Activation checkpointing is implemented by overriding torch.autograd.Function. In the forward function which handles the forward pass of the module, using no_grad, we can prevent the creation of the forward graph and materialization of intermediate activation tensors for a long period of time (i.e till the backward pass). Instead, during the backward pass, the forward pass is executed again followed by the backward pass. The inputs to the forward pass are saved using a context object that is then accessed in the backward pass to retrieve the original inputs. We also save the Random Number Generator(RNG) state for the forward and backward passes as required for Dropout layers.

The above functionality is already implemented as part of the torch.utils.checkpoint.checkpoint_wrapper API whereby different modules in the forward pass can be wrapped. The wrapper in FairScale offers functionality beyond that provided by the PyTorch API specifically you can use fairscale.nn.checkpoint.checkpoint_wrapper to wrap a nn.Module, handle kwargs in the forward pass, offload intermediate activations to the CPU and handle non-tensor outputs returned from the forward function.

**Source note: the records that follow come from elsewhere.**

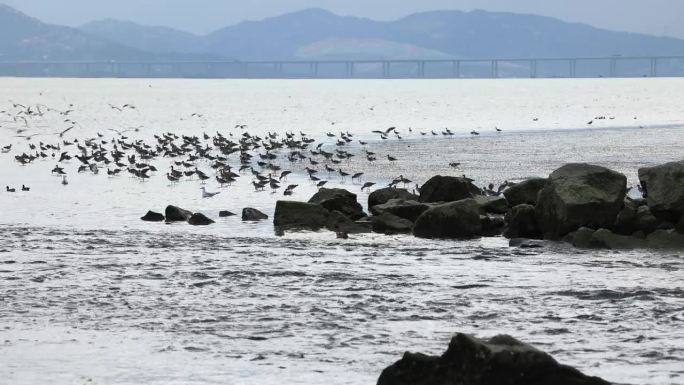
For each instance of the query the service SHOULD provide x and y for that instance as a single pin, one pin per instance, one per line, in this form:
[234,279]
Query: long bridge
[586,67]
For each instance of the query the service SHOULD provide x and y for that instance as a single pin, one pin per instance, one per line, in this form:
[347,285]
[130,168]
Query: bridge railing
[615,66]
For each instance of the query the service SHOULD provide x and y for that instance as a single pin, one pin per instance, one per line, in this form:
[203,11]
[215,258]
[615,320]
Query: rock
[645,221]
[664,189]
[407,209]
[492,204]
[460,219]
[448,189]
[381,196]
[339,200]
[199,219]
[577,195]
[525,192]
[387,223]
[290,214]
[492,225]
[606,239]
[665,240]
[338,222]
[250,214]
[582,238]
[525,243]
[624,222]
[521,222]
[501,360]
[177,214]
[151,216]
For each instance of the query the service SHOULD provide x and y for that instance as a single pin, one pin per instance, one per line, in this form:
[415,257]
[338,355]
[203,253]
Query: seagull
[206,194]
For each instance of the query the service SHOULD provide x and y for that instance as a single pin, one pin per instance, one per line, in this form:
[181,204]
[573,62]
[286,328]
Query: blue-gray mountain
[318,34]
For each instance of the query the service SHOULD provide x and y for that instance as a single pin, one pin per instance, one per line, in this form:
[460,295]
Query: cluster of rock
[472,361]
[176,214]
[583,204]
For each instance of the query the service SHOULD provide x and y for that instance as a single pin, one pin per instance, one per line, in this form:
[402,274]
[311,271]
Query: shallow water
[90,294]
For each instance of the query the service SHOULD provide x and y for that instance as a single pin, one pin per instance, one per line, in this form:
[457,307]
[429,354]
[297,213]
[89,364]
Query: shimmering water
[90,294]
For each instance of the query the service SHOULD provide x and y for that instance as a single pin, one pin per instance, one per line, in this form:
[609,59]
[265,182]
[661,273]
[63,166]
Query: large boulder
[460,219]
[525,192]
[492,204]
[199,219]
[407,209]
[448,189]
[177,214]
[383,195]
[252,214]
[387,223]
[151,216]
[664,189]
[341,200]
[302,215]
[579,194]
[521,222]
[501,360]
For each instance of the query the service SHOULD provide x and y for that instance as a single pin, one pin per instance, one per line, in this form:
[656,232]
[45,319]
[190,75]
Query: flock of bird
[266,159]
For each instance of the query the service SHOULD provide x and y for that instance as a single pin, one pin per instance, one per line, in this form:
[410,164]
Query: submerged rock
[381,196]
[577,195]
[339,200]
[199,219]
[151,216]
[492,204]
[525,192]
[301,215]
[460,219]
[177,214]
[387,223]
[251,214]
[407,209]
[664,190]
[448,189]
[501,360]
[521,222]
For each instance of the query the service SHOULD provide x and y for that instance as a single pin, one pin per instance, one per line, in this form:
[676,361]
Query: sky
[655,17]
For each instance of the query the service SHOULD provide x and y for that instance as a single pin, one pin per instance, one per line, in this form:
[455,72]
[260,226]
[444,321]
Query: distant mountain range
[319,34]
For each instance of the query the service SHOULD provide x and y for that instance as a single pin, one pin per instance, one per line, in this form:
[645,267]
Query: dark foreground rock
[151,216]
[577,195]
[525,192]
[339,200]
[664,190]
[448,189]
[301,215]
[251,214]
[381,196]
[177,214]
[459,219]
[501,360]
[199,219]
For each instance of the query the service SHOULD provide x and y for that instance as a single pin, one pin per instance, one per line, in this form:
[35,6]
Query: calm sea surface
[89,294]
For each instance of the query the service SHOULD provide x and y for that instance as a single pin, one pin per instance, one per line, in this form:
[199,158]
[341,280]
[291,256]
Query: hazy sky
[657,17]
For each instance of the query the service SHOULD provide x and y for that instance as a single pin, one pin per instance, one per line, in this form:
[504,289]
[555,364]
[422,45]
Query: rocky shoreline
[582,204]
[500,360]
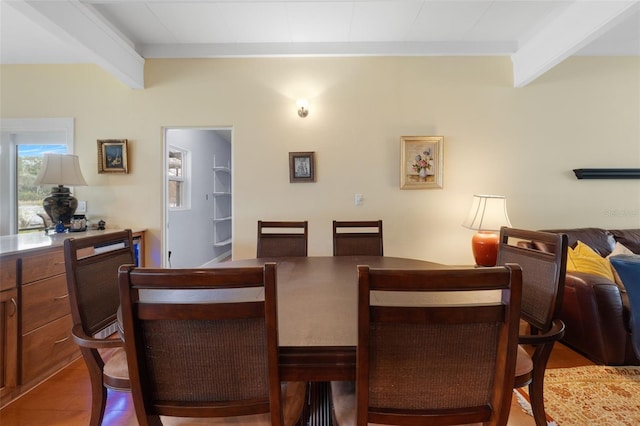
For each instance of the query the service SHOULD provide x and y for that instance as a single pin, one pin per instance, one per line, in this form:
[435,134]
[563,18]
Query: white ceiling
[118,35]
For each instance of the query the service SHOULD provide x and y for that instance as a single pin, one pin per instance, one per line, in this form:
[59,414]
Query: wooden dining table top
[318,311]
[318,308]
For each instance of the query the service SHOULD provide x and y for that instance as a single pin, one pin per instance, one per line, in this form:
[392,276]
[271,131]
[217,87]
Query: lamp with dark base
[60,170]
[487,215]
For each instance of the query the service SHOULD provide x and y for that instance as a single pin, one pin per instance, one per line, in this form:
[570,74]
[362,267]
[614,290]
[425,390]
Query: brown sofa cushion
[630,238]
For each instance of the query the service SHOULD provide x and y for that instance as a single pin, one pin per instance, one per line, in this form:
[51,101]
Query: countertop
[20,243]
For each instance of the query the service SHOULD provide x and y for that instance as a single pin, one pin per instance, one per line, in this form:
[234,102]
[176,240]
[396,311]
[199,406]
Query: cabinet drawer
[43,302]
[8,272]
[45,348]
[42,265]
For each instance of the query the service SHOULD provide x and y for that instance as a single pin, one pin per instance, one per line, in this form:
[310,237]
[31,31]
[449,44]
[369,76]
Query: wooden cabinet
[45,316]
[8,328]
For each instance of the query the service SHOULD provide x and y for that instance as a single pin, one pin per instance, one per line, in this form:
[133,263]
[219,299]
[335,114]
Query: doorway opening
[198,195]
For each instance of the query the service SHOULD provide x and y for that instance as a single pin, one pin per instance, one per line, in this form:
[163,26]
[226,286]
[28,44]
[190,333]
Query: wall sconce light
[303,107]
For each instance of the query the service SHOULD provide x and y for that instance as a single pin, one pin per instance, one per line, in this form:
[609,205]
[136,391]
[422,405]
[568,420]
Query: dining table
[318,308]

Best practices for fairscale.nn.checkpoint.checkpoint_wrapper¶

1. Memory savings depends entirely on the model and the segmentation of checkpoint wrapping. Each backprop consists of several mini-forward and backprop passes. The gain is entirely dependent on the memory footprint of the layer’s activations.

2. When using BatchNormalization you may need to freeze the calculation of statistics since we run the forward pass twice.

3. Ensure that the input tensor’s requires_grad field is set to True. In order to trigger the backward function, the output needs to have this field set. By setting it on the input tensor we ensure that this is propagated to the output and the backward function is triggered.